Publicado 13/08/2025 05:49

Pesquisadores apontam para a complexa interação de fatores genéticos e ambientais no desenvolvimento da espinha bífida

Archivo - Arquivo - Feto, embrião
NATURE - Arquivo

MADRID 13 ago. (EUROPA PRESS) -

Pesquisadores da Universidade de Chicago, nos EUA, em colaboração com pesquisadores chineses, realizaram uma revisão exaustiva dos estudos que investigaram as causas da espinha bífida e chegaram à conclusão de que seu desenvolvimento se deve a uma complexa interação de fatores genéticos e ambientais.

Com base em uma revisão sistemática da literatura de 2003 a 2023, a equipe identificou marcadores genéticos significativos e fatores ambientais que interagem durante o desenvolvimento embrionário. O estudo, que foi publicado na revista Pediatric Discovery, destaca as limitações das estratégias de prevenção atuais e defende uma compreensão mais sutil das interações gene-ambiente para informar a redução de riscos e a intervenção clínica.

A revisão identifica a suplementação com ácido fólico como um fator de proteção bem estabelecido, mas incompleto. Apesar dos programas de fortificação da saúde pública, os casos de espinha bífida, especialmente a lipomielomeningocele, permanecem inalterados, sugerindo a existência de outros fatores contribuintes.

As exposições ambientais, como pesticidas, solventes, arsênico e metilmercúrio, elevam significativamente o risco, especialmente quando combinadas com a suscetibilidade genética. Medicamentos como ácido valproico e anticonvulsivantes, obesidade materna, diabetes e infecções também surgem como fatores-chave que aumentam o risco.

A análise genética revela variantes na via do folato-homocisteína, particularmente em MTHFR, MTRR e MTHFD1 , como fatores de risco potentes. Novas percepções dos estudos de associação de todo o genoma e do sequenciamento completo do exoma revelaram interações gene-ambiente envolvendo PON1 e NAT1, bem como mutações no estresse oxidativo e nas vias de sinalização Wnt.

Em particular, a alta exposição ao arsênico parece anular o efeito protetor do ácido fólico. Os autores sugerem que as cargas genéticas e ambientais combinadas podem agir sinergicamente para prejudicar a neurulação, o processo embrionário de fechamento do tubo neural. Essas descobertas exigem estratégias de prevenção em várias camadas que incorporem tanto a regulação ambiental quanto a triagem de risco genético.

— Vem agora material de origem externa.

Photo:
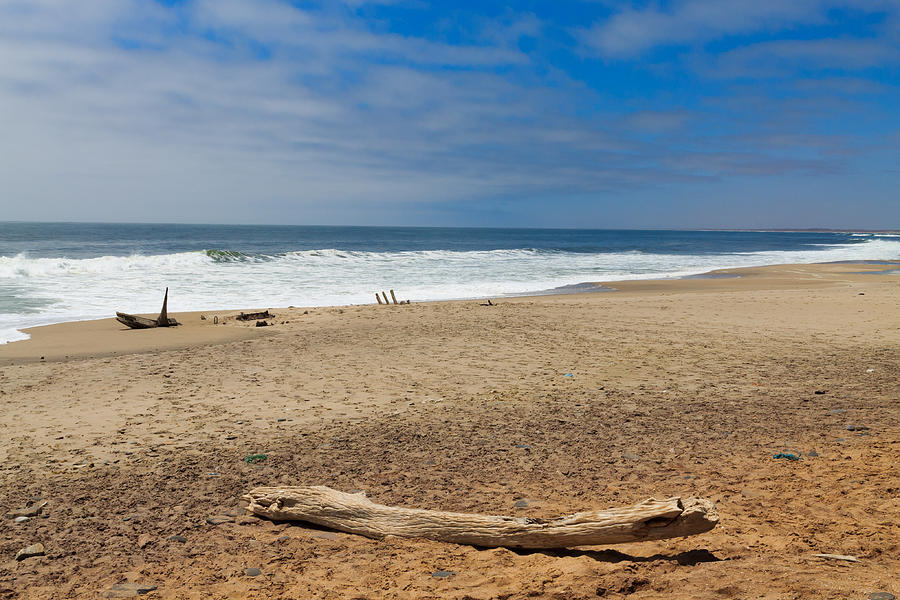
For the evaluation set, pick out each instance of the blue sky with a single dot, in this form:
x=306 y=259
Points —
x=734 y=113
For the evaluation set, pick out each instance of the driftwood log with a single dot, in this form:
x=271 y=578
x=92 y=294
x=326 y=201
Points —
x=354 y=513
x=138 y=322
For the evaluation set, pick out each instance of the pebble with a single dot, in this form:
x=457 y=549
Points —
x=30 y=551
x=127 y=590
x=219 y=519
x=29 y=511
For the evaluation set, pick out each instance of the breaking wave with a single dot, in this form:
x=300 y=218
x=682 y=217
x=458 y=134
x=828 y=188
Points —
x=64 y=289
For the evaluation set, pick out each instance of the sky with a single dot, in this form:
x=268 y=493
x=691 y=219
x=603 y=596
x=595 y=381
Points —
x=591 y=113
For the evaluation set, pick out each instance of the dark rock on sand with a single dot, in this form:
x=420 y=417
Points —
x=30 y=551
x=127 y=590
x=219 y=519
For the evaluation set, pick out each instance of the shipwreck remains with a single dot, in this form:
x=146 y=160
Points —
x=354 y=513
x=255 y=316
x=137 y=322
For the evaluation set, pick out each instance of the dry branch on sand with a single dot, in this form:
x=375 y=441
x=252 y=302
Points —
x=354 y=513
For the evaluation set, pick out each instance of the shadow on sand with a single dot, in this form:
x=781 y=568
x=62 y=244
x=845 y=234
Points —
x=689 y=558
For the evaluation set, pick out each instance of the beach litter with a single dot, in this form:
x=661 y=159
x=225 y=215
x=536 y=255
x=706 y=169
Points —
x=788 y=456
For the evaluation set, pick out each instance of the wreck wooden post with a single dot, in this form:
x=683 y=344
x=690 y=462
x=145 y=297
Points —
x=163 y=319
x=354 y=513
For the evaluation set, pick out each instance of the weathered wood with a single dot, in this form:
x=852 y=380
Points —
x=255 y=316
x=354 y=513
x=163 y=319
x=137 y=322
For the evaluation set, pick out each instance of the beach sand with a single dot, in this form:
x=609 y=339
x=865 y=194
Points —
x=569 y=402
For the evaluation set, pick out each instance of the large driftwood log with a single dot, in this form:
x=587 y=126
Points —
x=354 y=513
x=138 y=322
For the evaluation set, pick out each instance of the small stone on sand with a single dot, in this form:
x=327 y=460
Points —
x=127 y=590
x=30 y=551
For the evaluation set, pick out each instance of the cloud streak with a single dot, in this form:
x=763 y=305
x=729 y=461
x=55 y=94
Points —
x=321 y=115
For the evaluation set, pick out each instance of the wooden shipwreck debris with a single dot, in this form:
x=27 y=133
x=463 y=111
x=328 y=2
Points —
x=136 y=322
x=354 y=513
x=255 y=316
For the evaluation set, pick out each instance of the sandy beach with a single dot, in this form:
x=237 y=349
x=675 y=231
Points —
x=535 y=406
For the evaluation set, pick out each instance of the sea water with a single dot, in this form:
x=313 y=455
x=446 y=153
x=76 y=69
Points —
x=54 y=272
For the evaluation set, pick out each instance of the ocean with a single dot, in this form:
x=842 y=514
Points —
x=55 y=272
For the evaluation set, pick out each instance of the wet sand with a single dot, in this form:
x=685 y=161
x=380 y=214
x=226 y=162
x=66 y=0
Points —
x=569 y=402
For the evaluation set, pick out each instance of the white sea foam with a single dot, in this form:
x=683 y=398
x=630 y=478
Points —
x=72 y=289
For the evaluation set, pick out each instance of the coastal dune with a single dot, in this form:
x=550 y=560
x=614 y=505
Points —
x=534 y=406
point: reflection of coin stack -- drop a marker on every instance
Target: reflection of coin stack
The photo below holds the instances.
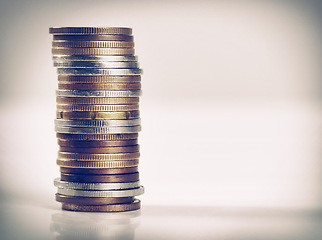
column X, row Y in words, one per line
column 98, row 120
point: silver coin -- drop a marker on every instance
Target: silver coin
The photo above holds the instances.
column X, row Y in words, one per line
column 95, row 186
column 124, row 58
column 97, row 130
column 101, row 193
column 94, row 64
column 97, row 123
column 98, row 93
column 99, row 71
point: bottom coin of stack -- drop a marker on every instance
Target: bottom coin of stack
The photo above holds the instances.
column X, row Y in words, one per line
column 98, row 174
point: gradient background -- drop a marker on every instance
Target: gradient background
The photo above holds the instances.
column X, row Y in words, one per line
column 231, row 105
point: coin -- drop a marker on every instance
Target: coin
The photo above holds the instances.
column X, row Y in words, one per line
column 97, row 123
column 93, row 44
column 107, row 178
column 99, row 71
column 109, row 37
column 97, row 164
column 97, row 130
column 92, row 201
column 98, row 157
column 98, row 115
column 99, row 79
column 95, row 64
column 96, row 144
column 98, row 93
column 92, row 51
column 123, row 149
column 97, row 100
column 90, row 171
column 136, row 205
column 98, row 137
column 111, row 193
column 98, row 86
column 97, row 58
column 95, row 186
column 90, row 30
column 98, row 108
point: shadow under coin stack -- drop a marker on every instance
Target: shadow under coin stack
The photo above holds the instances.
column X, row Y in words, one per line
column 98, row 118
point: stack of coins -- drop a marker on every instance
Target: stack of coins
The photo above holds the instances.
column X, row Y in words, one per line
column 98, row 118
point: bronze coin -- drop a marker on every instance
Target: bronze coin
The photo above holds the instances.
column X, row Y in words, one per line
column 90, row 30
column 100, row 178
column 128, row 149
column 97, row 108
column 92, row 201
column 97, row 164
column 90, row 171
column 93, row 44
column 93, row 51
column 108, row 37
column 98, row 137
column 96, row 144
column 99, row 86
column 94, row 115
column 99, row 79
column 135, row 205
column 96, row 100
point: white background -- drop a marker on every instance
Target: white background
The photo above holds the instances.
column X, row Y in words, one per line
column 230, row 108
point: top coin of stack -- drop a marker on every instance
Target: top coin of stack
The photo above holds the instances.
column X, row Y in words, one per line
column 98, row 118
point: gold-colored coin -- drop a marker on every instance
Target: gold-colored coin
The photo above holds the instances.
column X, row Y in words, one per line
column 97, row 137
column 92, row 200
column 96, row 100
column 90, row 30
column 99, row 79
column 93, row 51
column 122, row 149
column 93, row 171
column 97, row 164
column 100, row 178
column 98, row 115
column 124, row 207
column 97, row 108
column 96, row 144
column 108, row 37
column 98, row 156
column 98, row 86
column 93, row 44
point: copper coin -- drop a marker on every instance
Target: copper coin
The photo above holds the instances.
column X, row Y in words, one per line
column 93, row 51
column 99, row 79
column 93, row 44
column 89, row 30
column 99, row 86
column 97, row 164
column 90, row 171
column 96, row 100
column 97, row 108
column 103, row 208
column 127, row 149
column 98, row 156
column 97, row 115
column 98, row 137
column 127, row 38
column 92, row 201
column 100, row 178
column 96, row 144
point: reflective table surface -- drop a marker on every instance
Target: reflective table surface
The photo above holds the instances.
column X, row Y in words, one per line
column 26, row 221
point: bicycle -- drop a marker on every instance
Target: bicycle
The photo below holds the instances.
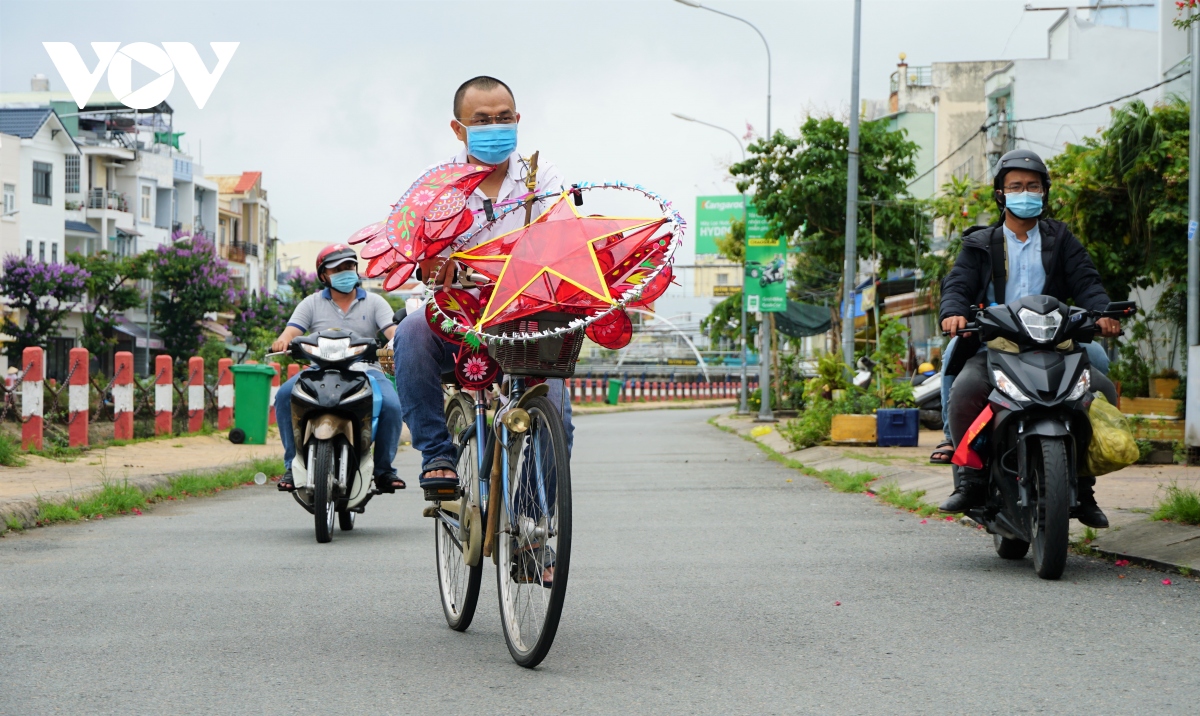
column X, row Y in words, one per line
column 514, row 503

"Nossa análise ressalta a necessidade urgente de ir além de um modelo de prevenção único para todos. Agora sabemos que o risco de espinha bífida é influenciado por uma rede complexa de genes e exposições ambientais", afirma o Dr. Yi Zhu, autor correspondente do estudo.

"Isso significa que intervenções personalizadas, como doses de ácido fólico adaptadas aos perfis genéticos, poderiam melhorar drasticamente os resultados. É hora de integrar o conhecimento genômico aos cuidados maternos e às políticas de saúde pública", acrescenta.

Essa síntese abrangente dos fatores de risco da espinha bífida abre as portas para intervenções direcionadas de saúde pública e medicina de precisão. A incorporação da triagem genética de rotina no atendimento pré-natal pode ajudar a identificar gestações de alto risco, especialmente aquelas com interações gene-ambiente conhecidas.

O fortalecimento das regulamentações sobre a exposição a substâncias tóxicas, como pesticidas e solventes industriais, poderia reduzir o risco ambiental. É importante ressaltar que a compreensão das suscetibilidades genéticas individuais pode refinar as estratégias de suplementação de ácido fólico, o que poderia evitar casos que as políticas atuais ignoram.

O QUE É ESPINHA BÍFIDA?

A espinha bífida é uma condição congênita grave causada pelo desenvolvimento anormal do tubo neural durante o início da gravidez. Embora a suplementação com ácido fólico tenha reduzido drasticamente sua incidência, os casos persistem devido a uma interação complexa entre mutações genéticas e exposições ambientais.

A espinha bífida está entre os defeitos mais comuns e debilitantes do tubo neural, afetando aproximadamente 1 em cada 2.875 recém-nascidos nos Estados Unidos. Essa malformação congênita interrompe o fechamento normal do tubo neural, o que pode levar a complicações ao longo da vida, como paralisia e hidrocefalia. Embora a função protetora do ácido fólico esteja bem documentada, muitos casos surgem em mães que recebem suplementação adequada, o que sugere uma etiologia mais complexa.

Cada vez mais evidências apontam para origens multifatoriais, em que a predisposição genética e os fatores ambientais convergem para interromper o desenvolvimento fetal. Devido a esses desafios, são necessárias mais pesquisas para esclarecer os fatores moleculares e ambientais que contribuem para a espinha bífida.